To date, following Sherrod Brown’s enlightened tax policy of shaking down fat-cat businesses has been mostly painless: we’ve soaked oil companies Exxon Mobil and Chevron; high-flying tech corporations Apple and IBM; and General Electric – the conglomerate’s conglomerate. These are the sort of menacing goliaths you can picture being run by Scrooge McDuck or the guy on the Monopoly box, and any casual observer would agree they don’t pay their fair share.

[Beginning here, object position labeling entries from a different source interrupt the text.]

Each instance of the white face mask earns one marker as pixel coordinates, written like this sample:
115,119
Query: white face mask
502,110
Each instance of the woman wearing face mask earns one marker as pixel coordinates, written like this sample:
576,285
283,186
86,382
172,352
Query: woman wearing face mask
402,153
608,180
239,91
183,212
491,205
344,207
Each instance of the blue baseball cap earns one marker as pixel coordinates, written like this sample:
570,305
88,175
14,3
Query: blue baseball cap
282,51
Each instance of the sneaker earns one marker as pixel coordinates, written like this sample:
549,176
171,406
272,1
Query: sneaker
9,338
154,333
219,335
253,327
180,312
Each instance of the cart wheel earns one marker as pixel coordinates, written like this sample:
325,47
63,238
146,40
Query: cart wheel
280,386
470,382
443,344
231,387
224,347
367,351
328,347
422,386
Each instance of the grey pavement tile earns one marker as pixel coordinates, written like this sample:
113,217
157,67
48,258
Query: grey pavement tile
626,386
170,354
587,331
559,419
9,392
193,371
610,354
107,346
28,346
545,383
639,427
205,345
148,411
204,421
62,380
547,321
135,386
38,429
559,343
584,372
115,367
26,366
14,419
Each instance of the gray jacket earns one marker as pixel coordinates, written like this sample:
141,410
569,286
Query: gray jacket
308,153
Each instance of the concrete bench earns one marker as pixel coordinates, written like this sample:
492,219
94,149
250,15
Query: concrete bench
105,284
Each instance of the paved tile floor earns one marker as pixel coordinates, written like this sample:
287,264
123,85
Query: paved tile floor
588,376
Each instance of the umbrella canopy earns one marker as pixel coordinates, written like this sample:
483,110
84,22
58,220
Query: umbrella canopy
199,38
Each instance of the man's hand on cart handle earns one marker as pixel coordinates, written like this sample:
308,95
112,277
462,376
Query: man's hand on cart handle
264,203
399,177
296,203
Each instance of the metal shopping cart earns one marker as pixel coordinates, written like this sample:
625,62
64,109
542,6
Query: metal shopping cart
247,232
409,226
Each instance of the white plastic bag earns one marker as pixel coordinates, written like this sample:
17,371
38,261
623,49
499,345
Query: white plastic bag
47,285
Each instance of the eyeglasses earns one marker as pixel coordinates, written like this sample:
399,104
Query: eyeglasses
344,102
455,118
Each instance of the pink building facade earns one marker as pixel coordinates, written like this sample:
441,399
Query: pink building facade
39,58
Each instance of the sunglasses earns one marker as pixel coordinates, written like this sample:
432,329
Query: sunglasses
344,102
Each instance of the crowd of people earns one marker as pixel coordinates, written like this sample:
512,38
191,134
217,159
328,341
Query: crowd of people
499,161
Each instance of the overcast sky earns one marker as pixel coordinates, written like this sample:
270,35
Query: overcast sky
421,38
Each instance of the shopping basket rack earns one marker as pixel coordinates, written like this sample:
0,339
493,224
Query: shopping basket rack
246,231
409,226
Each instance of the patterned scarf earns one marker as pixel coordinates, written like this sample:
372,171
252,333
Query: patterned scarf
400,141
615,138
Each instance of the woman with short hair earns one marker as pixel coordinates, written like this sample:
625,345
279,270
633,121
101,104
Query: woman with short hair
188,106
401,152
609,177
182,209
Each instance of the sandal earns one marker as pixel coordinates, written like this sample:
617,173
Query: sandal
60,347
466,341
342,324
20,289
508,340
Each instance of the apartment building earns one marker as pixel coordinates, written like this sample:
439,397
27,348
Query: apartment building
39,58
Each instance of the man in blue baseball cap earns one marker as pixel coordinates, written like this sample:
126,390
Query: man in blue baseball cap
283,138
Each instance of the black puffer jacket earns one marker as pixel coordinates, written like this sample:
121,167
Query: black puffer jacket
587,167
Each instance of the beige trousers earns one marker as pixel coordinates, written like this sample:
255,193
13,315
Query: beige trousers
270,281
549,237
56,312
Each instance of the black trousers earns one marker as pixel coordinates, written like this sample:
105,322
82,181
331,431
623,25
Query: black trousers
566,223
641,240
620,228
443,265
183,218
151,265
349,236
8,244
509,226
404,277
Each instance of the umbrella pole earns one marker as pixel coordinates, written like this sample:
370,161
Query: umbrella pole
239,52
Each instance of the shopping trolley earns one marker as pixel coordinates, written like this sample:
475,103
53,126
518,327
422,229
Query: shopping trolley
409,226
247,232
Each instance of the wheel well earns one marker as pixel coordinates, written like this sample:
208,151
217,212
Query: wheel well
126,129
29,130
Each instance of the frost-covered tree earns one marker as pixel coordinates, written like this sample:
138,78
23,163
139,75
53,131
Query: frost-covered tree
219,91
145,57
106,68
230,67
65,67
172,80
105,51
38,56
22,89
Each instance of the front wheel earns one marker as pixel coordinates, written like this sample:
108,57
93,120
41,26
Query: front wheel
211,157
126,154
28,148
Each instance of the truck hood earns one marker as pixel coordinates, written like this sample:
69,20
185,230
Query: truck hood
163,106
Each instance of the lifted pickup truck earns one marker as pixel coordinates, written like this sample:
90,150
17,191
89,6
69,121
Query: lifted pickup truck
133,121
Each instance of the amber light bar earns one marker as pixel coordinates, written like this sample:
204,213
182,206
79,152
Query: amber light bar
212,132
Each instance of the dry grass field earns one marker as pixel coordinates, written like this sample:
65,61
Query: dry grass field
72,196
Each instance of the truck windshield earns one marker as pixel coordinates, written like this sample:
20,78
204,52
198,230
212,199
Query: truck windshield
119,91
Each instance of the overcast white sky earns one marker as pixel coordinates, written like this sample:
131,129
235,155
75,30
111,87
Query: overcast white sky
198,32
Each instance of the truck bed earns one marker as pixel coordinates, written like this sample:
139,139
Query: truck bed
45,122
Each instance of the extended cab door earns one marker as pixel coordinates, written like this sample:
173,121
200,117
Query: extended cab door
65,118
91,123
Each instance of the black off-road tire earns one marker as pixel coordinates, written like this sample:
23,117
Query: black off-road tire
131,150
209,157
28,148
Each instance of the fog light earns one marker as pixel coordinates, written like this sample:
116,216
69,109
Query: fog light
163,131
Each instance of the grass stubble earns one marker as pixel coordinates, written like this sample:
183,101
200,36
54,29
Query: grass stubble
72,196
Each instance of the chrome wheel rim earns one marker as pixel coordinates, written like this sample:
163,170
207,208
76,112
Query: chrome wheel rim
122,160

Now that we’re down to Procter & Gamble, the 6th-largest corporation in the S&P 500 index, Sherrod’s traveling class-warfare act starts to get difficult. P&G is a Cincinnati company responsible for a huge assortment of home, health, and personal care products. Sure, P&G owns 23 different brands that generate sales exceeding $1 billion annually, but still – Cincinnati?! It’s not Wall Street, it’s not Big Oil, and it isn’t Silicon Valley… yet the previous corporations covered tiny portions of the $1.62 trillion 2011 budget deficit, so the soaking must go on!

Now Soaking: Procter & Gamble

The good news continues: none of the hundreds of items Procter & Gamble produces – some used daily by millions of Americans – will get more expensive if Sherrod Brown has his way. None of the corporation’s127,000 employees will lose their jobs as a result of this dramatic tax hike. The only funds and individuals holding any of P&G’s 2.79 billion outstanding shares of stock who suffer will be the ones who deserve to.

We, The People who support Sherrod Brown’s fiscal policies, hold these leftist conceits to be self-evident.

Cross-posted at that hero.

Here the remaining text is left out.